1. Start by sharing the prophecies that tell of Jesus’ birth
2. Focus your children on creating a celebration for baby Jesus.
What kind of cake should we get him?
What would Jesus like as a birth present? (Usually something they can do for others)
3. Help them to focus more on what they can do for other through service rather than buying gifts. This can be an activity you plan or random acts of kindness.
4. For the 4 days leading to d-day read the Christmas story to your children from the four gospels.
5. Explain that Jesus came to make the ultimate act of service, with a call for them to serve instead of giving mother and daddy gifts. We teach by example, if we are all about the gifts our children will be too.

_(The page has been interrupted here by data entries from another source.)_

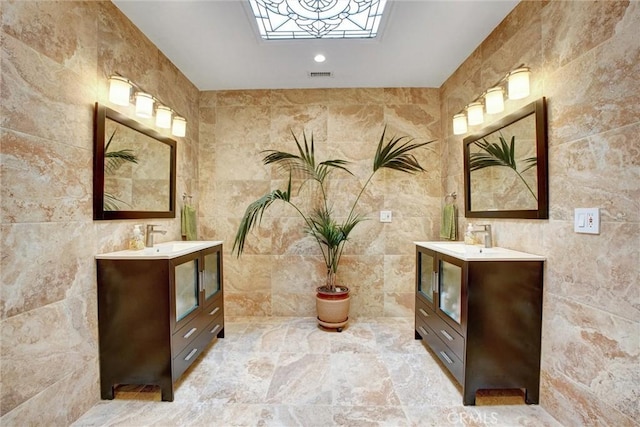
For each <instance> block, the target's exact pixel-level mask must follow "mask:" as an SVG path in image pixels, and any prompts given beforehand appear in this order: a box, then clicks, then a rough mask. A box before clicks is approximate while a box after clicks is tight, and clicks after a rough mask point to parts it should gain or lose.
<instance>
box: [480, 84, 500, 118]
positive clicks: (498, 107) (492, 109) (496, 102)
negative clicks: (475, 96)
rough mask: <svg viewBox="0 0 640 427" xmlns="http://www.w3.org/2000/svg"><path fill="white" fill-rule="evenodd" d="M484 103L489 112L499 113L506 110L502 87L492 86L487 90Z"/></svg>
mask: <svg viewBox="0 0 640 427" xmlns="http://www.w3.org/2000/svg"><path fill="white" fill-rule="evenodd" d="M484 105H485V107H486V109H487V114H497V113H502V112H503V111H504V97H503V91H502V88H501V87H492V88H491V89H489V90H487V93H486V95H485V96H484Z"/></svg>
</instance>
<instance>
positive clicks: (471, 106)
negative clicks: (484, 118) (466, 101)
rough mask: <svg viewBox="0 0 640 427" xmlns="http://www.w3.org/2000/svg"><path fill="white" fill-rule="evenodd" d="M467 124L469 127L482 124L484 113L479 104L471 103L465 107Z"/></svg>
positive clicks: (483, 118) (481, 107)
mask: <svg viewBox="0 0 640 427" xmlns="http://www.w3.org/2000/svg"><path fill="white" fill-rule="evenodd" d="M467 122H468V123H469V126H473V125H479V124H481V123H482V122H484V111H483V108H482V103H481V102H472V103H471V104H469V105H467Z"/></svg>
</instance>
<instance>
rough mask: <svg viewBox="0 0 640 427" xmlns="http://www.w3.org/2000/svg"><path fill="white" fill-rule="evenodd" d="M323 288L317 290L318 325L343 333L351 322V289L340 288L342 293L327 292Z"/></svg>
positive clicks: (322, 286)
mask: <svg viewBox="0 0 640 427" xmlns="http://www.w3.org/2000/svg"><path fill="white" fill-rule="evenodd" d="M323 288H324V287H323V286H321V287H319V288H318V289H317V292H318V293H317V294H316V310H317V313H318V323H319V324H320V325H322V326H324V327H325V328H332V329H337V330H338V332H342V328H343V327H344V325H346V324H347V321H348V320H349V305H350V301H351V298H350V297H349V288H347V287H345V286H339V287H338V288H339V289H341V290H340V291H334V292H331V291H327V290H324V289H323Z"/></svg>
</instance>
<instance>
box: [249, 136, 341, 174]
mask: <svg viewBox="0 0 640 427" xmlns="http://www.w3.org/2000/svg"><path fill="white" fill-rule="evenodd" d="M291 134H292V135H293V140H294V142H295V143H296V147H297V148H298V154H293V153H289V152H286V151H279V150H265V151H264V153H267V155H266V156H265V157H264V158H263V160H262V161H263V163H264V164H265V165H269V164H276V165H278V166H279V167H281V168H282V169H284V170H285V171H287V172H289V173H291V174H293V175H295V176H299V177H302V178H307V179H313V180H315V181H318V182H320V183H323V182H324V181H325V179H326V178H327V176H329V174H330V173H331V172H332V171H333V170H334V169H340V170H343V171H345V172H347V173H349V174H351V175H353V174H352V173H351V171H349V169H348V168H347V167H346V165H348V164H349V162H348V161H346V160H342V159H333V160H325V161H323V162H320V163H319V164H317V165H316V157H315V146H314V142H313V134H312V135H311V137H310V139H309V140H307V135H306V133H304V132H303V133H302V141H303V142H302V143H301V142H300V140H299V139H298V137H297V136H296V135H295V134H294V133H293V132H291Z"/></svg>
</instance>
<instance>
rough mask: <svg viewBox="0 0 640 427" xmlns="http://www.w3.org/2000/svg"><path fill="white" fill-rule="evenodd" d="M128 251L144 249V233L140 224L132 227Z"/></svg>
mask: <svg viewBox="0 0 640 427" xmlns="http://www.w3.org/2000/svg"><path fill="white" fill-rule="evenodd" d="M129 249H131V250H134V251H138V250H141V249H144V231H143V230H142V225H141V224H137V225H134V226H133V232H132V234H131V238H130V239H129Z"/></svg>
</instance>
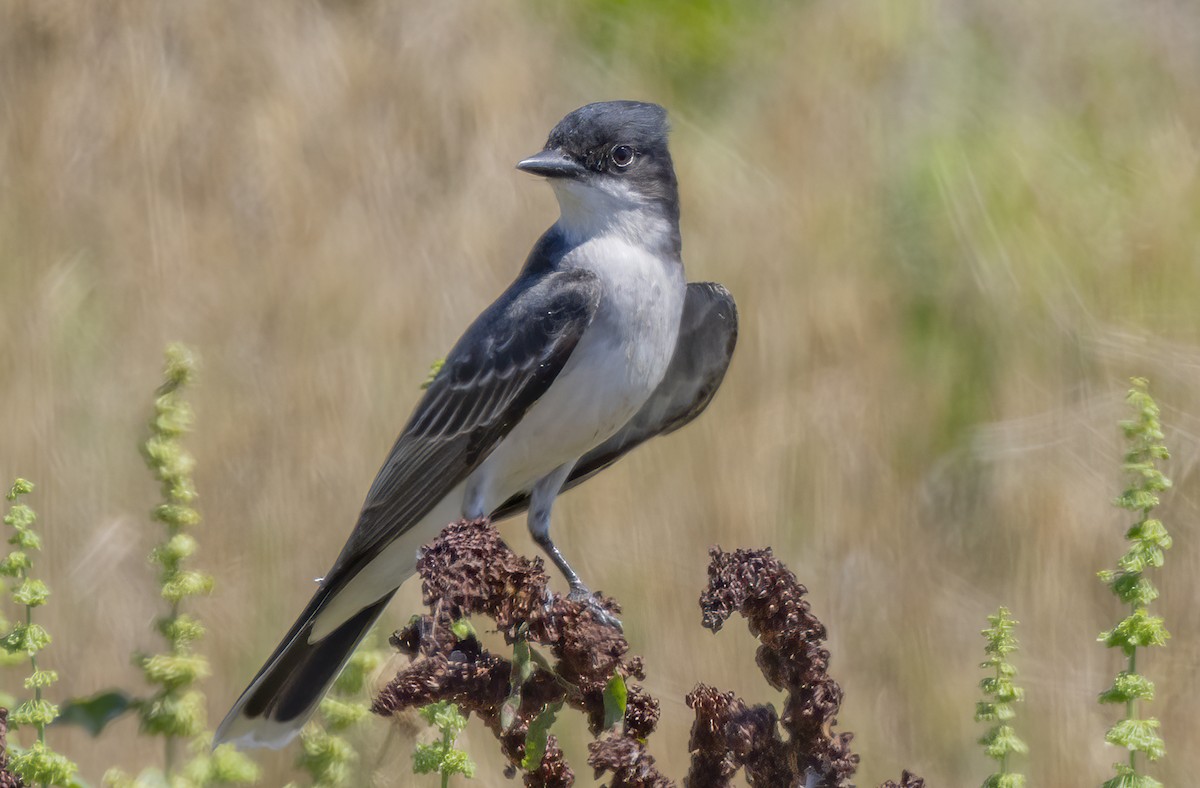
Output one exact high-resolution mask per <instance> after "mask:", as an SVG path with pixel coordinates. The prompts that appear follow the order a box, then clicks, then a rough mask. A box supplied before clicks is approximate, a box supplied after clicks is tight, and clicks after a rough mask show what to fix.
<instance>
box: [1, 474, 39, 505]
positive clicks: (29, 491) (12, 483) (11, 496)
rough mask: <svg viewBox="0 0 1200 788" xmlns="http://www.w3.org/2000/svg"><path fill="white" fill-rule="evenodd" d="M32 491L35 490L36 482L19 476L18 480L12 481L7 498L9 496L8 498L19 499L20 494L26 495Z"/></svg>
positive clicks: (5, 495) (13, 499)
mask: <svg viewBox="0 0 1200 788" xmlns="http://www.w3.org/2000/svg"><path fill="white" fill-rule="evenodd" d="M31 492H34V482H31V481H29V480H28V479H22V477H19V476H18V477H17V480H16V481H14V482H13V483H12V489H10V491H8V493H7V494H6V495H5V498H7V499H8V500H17V498H18V497H19V495H26V494H29V493H31Z"/></svg>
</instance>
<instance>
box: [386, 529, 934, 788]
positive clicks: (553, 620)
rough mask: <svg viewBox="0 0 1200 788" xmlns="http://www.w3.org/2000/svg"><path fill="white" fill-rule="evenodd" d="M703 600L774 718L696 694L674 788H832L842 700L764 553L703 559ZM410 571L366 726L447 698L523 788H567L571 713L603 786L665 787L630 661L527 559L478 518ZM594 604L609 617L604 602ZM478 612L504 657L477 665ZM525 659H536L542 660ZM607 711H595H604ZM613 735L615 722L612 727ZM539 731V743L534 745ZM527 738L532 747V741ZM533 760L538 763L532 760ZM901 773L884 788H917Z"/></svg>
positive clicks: (598, 621) (600, 630)
mask: <svg viewBox="0 0 1200 788" xmlns="http://www.w3.org/2000/svg"><path fill="white" fill-rule="evenodd" d="M712 557H713V560H712V564H710V565H709V570H708V578H709V582H708V588H707V589H706V590H704V592H703V594H702V595H701V608H702V609H703V615H704V626H707V627H708V628H710V630H713V631H714V632H715V631H718V630H720V628H721V625H722V624H724V622H725V620H726V619H728V618H730V616H731V615H732V614H733V613H736V612H737V613H740V614H742V615H743V616H745V618H746V620H748V622H749V625H750V631H751V633H754V634H755V636H756V637H758V639H760V640H761V645H760V648H758V655H757V663H758V667H760V669H761V670H762V672H763V675H764V676H766V678H767V681H768V682H769V684H770V685H772V686H773V687H775V688H776V690H781V691H784V692H786V693H787V696H786V698H785V703H784V714H782V716H781V717H780V716H779V715H776V712H775V710H774V709H773V708H772V706H768V705H761V706H748V705H746V704H745V702H743V700H742V699H739V698H737V697H734V696H733V693H732V692H721V691H719V690H715V688H713V687H709V686H706V685H698V686H697V687H696V688H695V690H694V691H692V692H691V693H689V696H688V705H689V706H690V708H691V709H692V710H694V711H695V714H696V721H695V724H694V726H692V730H691V742H690V751H691V753H692V762H691V769H690V770H689V774H688V778H686V780H685V783H684V784H685V786H688V788H718V787H722V786H728V784H730V782H731V780H732V777H733V775H734V774H736V772H737V771H738V770H739V769H742V770H743V771H744V772H745V776H746V780H748V781H749V782H750V784H751V786H764V787H769V788H782V787H785V786H786V787H788V788H791V787H804V788H817V787H845V786H847V784H848V783H847V782H846V780H847V778H848V777H850V776H851V775H853V772H854V770H856V768H857V765H858V756H856V754H853V753H852V752H851V751H850V741H851V738H852V736H851V734H850V733H834V732H833V727H834V726H835V724H836V718H835V715H836V714H838V709H839V708H840V705H841V697H842V694H841V687H839V686H838V684H836V682H835V681H834V680H833V679H832V678H829V675H828V672H827V670H828V666H829V651H828V650H826V649H824V646H823V643H824V638H826V630H824V626H823V625H822V624H821V621H818V620H817V619H816V616H815V615H812V613H811V612H810V609H809V603H808V601H806V600H804V598H803V597H804V595H805V594H806V592H808V591H806V589H805V588H804V587H803V585H800V584H799V583H798V582H797V581H796V576H794V575H792V572H791V571H788V569H787V567H786V566H784V564H781V563H780V561H779V560H778V559H775V558H774V557H773V555H772V553H770V551H769V549H766V551H737V552H734V553H725V552H722V551H720V549H718V548H714V549H713V551H712ZM418 572H420V575H421V578H422V581H424V585H422V589H424V594H425V603H426V604H428V606H430V614H428V615H422V616H414V619H413V621H412V622H410V624H409V625H408V626H407V627H406V628H403V630H401V631H398V632H396V633H395V634H394V636H392V638H391V643H392V645H395V646H396V648H397V649H400V650H401V651H403V652H406V654H408V655H409V656H410V657H413V662H412V663H410V664H409V666H408V667H407V668H404V669H403V670H401V673H400V674H398V675H397V676H396V678H395V679H394V680H392V681H391V682H390V684H389V685H388V686H386V687H385V688H384V690H383V691H382V692H380V693H379V696H378V697H377V699H376V702H374V706H373V710H374V711H376V714H380V715H391V714H395V712H397V711H400V710H402V709H410V708H420V706H425V705H426V704H430V703H436V702H440V700H448V702H451V703H455V704H457V705H458V708H460V709H461V710H462V711H463V712H466V714H475V715H478V716H479V717H480V718H481V720H482V721H484V723H485V724H486V726H487V727H488V728H490V729H491V730H492V733H493V734H496V738H497V739H498V740H499V742H500V748H502V751H503V752H504V754H505V757H506V758H508V759H509V763H510V764H511V765H510V770H509V771H510V776H514V775H515V774H516V771H517V769H518V768H522V764H523V768H524V784H526V786H547V787H560V786H571V784H574V781H575V775H574V772H572V771H571V768H570V766H569V765H568V764H566V762H565V760H564V758H563V752H562V750H560V748H559V746H558V744H557V741H556V740H554V736H553V734H550V735H546V734H545V729H546V728H548V726H550V722H551V720H552V716H553V714H554V712H556V711H557V709H558V706H559V705H560V704H566V705H570V706H572V708H575V709H577V710H580V711H582V712H583V714H584V715H586V716H587V720H588V727H589V729H590V730H592V733H593V734H594V735H596V736H598V739H596V740H595V741H593V742H592V744H590V745H589V746H588V765H589V766H592V769H594V770H595V776H596V778H600V777H601V776H606V777H607V780H608V786H610V787H611V788H666V787H668V786H672V784H673V783H672V782H671V781H668V780H667V778H666V777H664V776H662V775H661V774H660V772H659V771H658V769H656V768H655V765H654V758H652V757H650V754H649V753H648V752H647V748H646V739H647V736H649V734H650V733H652V732H653V730H654V728H655V726H656V724H658V720H659V704H658V702H656V700H655V699H654V698H652V697H650V696H648V694H647V693H646V692H644V690H642V687H640V686H637V685H636V684H629V685H625V684H624V681H623V680H624V679H628V678H636V679H640V680H644V668H643V666H642V661H641V658H640V657H636V656H629V654H628V651H629V644H628V643H626V642H625V638H624V637H623V636H622V634H620V633H619V632H618V631H616V630H614V628H612V627H611V626H607V625H605V624H601V622H600V621H598V620H596V618H595V615H594V614H593V612H592V609H590V608H589V607H588V606H587V604H581V603H578V602H572V601H570V600H568V598H564V597H562V596H559V595H557V594H552V592H551V591H550V589H548V587H547V577H546V572H545V571H544V570H542V563H541V560H540V559H535V560H529V559H526V558H522V557H518V555H516V554H515V553H514V552H512V551H511V549H509V548H508V546H505V545H504V542H503V541H500V537H499V534H498V533H497V530H496V529H494V528H493V527H492V525H491V523H488V522H487V521H474V522H460V523H455V524H452V525H450V527H448V528H446V529H445V530H443V531H442V535H440V536H439V537H438V539H437V540H436V541H434V542H433V543H432V545H431V546H430V547H428V548H426V551H425V552H424V553H422V555H421V558H420V559H419V561H418ZM595 602H596V603H599V604H600V606H601V607H604V608H605V609H607V610H608V612H611V613H619V608H618V607H617V604H616V602H614V601H612V600H611V598H606V597H601V596H599V595H598V596H596V597H595ZM469 615H486V616H487V618H490V619H492V620H493V621H494V622H496V627H497V630H498V631H499V632H500V633H503V634H504V637H505V640H506V642H508V643H509V644H510V645H512V648H514V655H512V658H511V660H509V658H505V657H502V656H498V655H496V654H491V652H488V651H487V650H486V649H484V648H482V645H481V644H480V642H479V639H478V638H476V637H475V632H474V630H473V628H472V627H470V626H469V625H467V624H466V622H464V621H463V619H464V618H466V616H469ZM535 646H542V648H544V649H546V650H548V651H550V654H551V655H552V657H553V664H551V661H550V660H547V658H545V657H541V656H539V655H538V652H536V650H535ZM613 676H620V679H622V682H620V693H619V694H620V696H622V698H623V703H622V706H623V714H620V712H618V714H617V715H616V717H614V716H613V710H612V708H611V703H606V700H607V702H611V698H612V696H611V693H610V692H611V688H612V682H613V681H616V680H617V679H614V678H613ZM606 705H607V706H610V708H606ZM618 723H619V724H618ZM539 732H541V735H540V736H539V735H538V733H539ZM534 741H536V744H532V742H534ZM539 753H540V760H538V757H539ZM923 786H924V782H923V781H922V780H920V778H919V777H916V776H913V775H910V774H908V772H907V771H906V772H904V777H902V778H901V782H900V783H894V782H888V783H886V784H884V787H883V788H923Z"/></svg>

6. Eliminate the greed of the Santa myth by explaining the story of the real Saint Nicholas. We always told the boys that it was their responsibility to be Santa for a less fortunate child where by continuing the charity work of Saint Nicholas.
7. Focus more on enjoying and planning fun times together and less on shopping. Have your priorities in order, if you are spending most of you time trying to find that perfect gift, your children will know what is most important.
8. This is also a great time to start a family tradition. Our boys camp out on Christmas Eve in the living room, with hot chocolate and some treat. It’s a great way to enjoy the Christmas tree lights and the boys still ask to do it every year. I started doing this when my oldest was two.
9. Do not feel locked into the December 25 date, life happens. This year we are decorating our tree on December 29 so that we can have what the boys are calling New Christmas. We are having a small Christmas celebration in our home on New Year eve. I will try to have the boys stay us past midnight, if I can keep my eyes open. This will be a first. No one knows when Jesus was born so you celebration should be based on your life.
10. The best way to keep Christ in CHRISTmas is to obey 1 Peter 4:8 and love your family deeply.